Son retour comme l'un des principaux enjeux politiques de nos jours est évidemment accéléré par le scandale de la Région du Latium, qui a conduit hier soir à la démission de la gouverneure de la junte élue en 2008, Renata Polverini.
Le premier sur la liste à forcer à voter sur la loi anti-corruption est Enrico Letta, secrétaire adjoint du Parti démocrate, qui explique : « Maintenant, la réaction à ce qui s'est passé doit être forte et sèche. La loi anti-corruption doit être approuvée immédiatement. Le gouvernement va de l'avant et le Parlement l'appuie. Nous sommes ici. C'est la seule réponse pour donner un minimum de crédibilité à la politique.

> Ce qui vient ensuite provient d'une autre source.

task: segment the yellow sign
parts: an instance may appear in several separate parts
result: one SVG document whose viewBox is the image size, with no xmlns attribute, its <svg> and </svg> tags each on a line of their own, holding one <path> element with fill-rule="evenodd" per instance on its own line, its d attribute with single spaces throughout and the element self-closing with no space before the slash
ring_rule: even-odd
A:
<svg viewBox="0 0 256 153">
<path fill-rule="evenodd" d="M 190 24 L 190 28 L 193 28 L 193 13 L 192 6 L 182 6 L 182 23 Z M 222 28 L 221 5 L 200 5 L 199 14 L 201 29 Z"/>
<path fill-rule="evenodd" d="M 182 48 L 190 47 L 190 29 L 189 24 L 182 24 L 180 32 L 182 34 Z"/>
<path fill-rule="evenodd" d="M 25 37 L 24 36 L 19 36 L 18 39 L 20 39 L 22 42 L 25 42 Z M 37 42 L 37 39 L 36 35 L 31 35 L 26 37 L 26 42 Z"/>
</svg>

Même le Conseil supérieur de la magistrature, à travers sa vice-présidente Michele Vietti, est sur la même ligne : « Je pense qu'on ne peut pas fermer les yeux sur la détérioration des mœurs publiques du pays » et poursuit en disant que c'est important » pour éviter ce que le cardinal Bagnasco a défini à juste titre la colère des honnêtes » et c'est pourquoi il est important d'agir promptement. Par ailleurs, le vice-président du CSM n'exclut pas l'hypothèse que le Palazzo dei Marescialli puisse donner son avis sur le décret-loi anti-corruption "dans un esprit de collaboration" avec le Parlement.
Mais il n'y a pas que Letta et Vietti qui poussent pour un vote du Parlement : le Premier ministre Mario Monti pousse aussi pour le vote du décret-loi au Parlement, pointant du doigt les diverses hésitations du PDL.
Enfin, le ministre de l'Administration publique Patroni Griffi dénonce la corruption non seulement dans la sphère politique mais aussi dans la sphère des entreprises, arguant que les entreprises corrompues croissent 25% de moins qu'elles ne pourraient croître.